Videos by American Songwriter
Texas troubadours don’t get any more old school than Eric Taylor. Now in his mid-60s and sounding every year of it, the singer/songwriter continues to perfect the art of storytelling in music with his first studio set since 2009. Americana fans familiar with peers such as Guy Clark, John Prine and Jimmie Dale Gilmore are probably already acquainted with Taylor. For those who have not yet caught up with the somewhat under-the-radar artist, Studio 10 is a perfect place to start.

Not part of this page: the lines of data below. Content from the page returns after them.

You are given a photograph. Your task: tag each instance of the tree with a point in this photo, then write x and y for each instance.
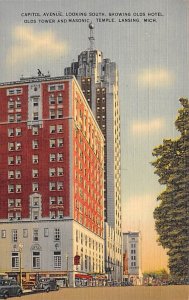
(172, 214)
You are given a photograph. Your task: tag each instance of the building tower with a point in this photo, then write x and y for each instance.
(132, 257)
(98, 78)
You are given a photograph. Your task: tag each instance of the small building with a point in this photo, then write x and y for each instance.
(132, 257)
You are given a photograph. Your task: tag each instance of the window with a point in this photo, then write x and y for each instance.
(52, 200)
(60, 87)
(18, 118)
(52, 114)
(10, 174)
(36, 260)
(60, 200)
(18, 103)
(60, 142)
(15, 260)
(18, 188)
(52, 143)
(52, 157)
(35, 144)
(35, 116)
(35, 130)
(59, 99)
(10, 118)
(52, 129)
(18, 160)
(18, 202)
(52, 215)
(10, 202)
(10, 132)
(57, 259)
(35, 101)
(59, 128)
(46, 232)
(35, 173)
(57, 234)
(52, 186)
(51, 88)
(14, 235)
(11, 146)
(60, 214)
(52, 172)
(60, 157)
(11, 188)
(35, 235)
(36, 201)
(10, 160)
(35, 186)
(60, 172)
(35, 159)
(60, 113)
(25, 233)
(60, 186)
(18, 174)
(18, 146)
(10, 104)
(36, 215)
(51, 100)
(3, 233)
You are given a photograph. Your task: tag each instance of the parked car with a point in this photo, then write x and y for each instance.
(126, 283)
(28, 285)
(47, 284)
(10, 287)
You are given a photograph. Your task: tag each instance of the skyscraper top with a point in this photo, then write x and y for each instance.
(91, 37)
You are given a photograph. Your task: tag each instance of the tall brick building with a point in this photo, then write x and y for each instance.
(51, 179)
(98, 78)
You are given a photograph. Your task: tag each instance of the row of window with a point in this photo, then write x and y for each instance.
(16, 215)
(53, 114)
(53, 186)
(53, 157)
(55, 100)
(14, 91)
(35, 130)
(36, 260)
(14, 104)
(35, 234)
(53, 143)
(83, 239)
(53, 172)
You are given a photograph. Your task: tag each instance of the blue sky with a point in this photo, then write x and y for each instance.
(152, 59)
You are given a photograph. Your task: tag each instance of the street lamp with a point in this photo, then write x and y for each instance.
(20, 247)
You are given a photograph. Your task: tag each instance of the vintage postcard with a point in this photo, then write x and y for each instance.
(94, 142)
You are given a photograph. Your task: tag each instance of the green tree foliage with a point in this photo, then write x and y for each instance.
(172, 214)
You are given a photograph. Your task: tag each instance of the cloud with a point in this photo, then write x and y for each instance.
(158, 77)
(29, 44)
(147, 127)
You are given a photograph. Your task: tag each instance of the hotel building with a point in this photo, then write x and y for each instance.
(51, 180)
(98, 79)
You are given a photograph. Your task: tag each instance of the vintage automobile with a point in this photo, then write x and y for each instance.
(28, 285)
(47, 284)
(10, 287)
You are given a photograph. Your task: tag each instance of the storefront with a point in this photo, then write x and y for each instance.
(82, 280)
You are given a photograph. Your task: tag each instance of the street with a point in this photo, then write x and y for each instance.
(179, 292)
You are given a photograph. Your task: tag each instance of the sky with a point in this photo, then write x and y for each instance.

Taylor’s warbling, grainy voice is both wonderfully expressive and reflective of the small town heroes, criminals, drifters and searchers that populate his intricately descriptive tunes. Each track carries indelible images of girls with Maybelline eyes, Molly and her painted pony and the colorful characters that populate “Francestown.” Instrumentation is predictably sparse with keyboards and hushed percussion yielding to Taylor’s solo acoustic strumming.
Listening to this, or really any of Taylor’s releases, is like curling up with a good book; one that transports you behind the faces and into the minds of the everyday folks that inhabit his music. Melodies are subservient to lyrics when Taylor unspools his evocative and graphic tales, taking as long as needed to tell these stories. In a few cases that means over six minutes, but the length never feels excessive.
The disc’s pacing frontloads the more upbeat tracks with the last third losing steam as the stripped down melancholy approach gets a bit monotonous. Still, there are few musicians daring enough to challenge their audience like Taylor as he creates mini-movies with sharply defined personalities that remain indelible long after the last note has faded.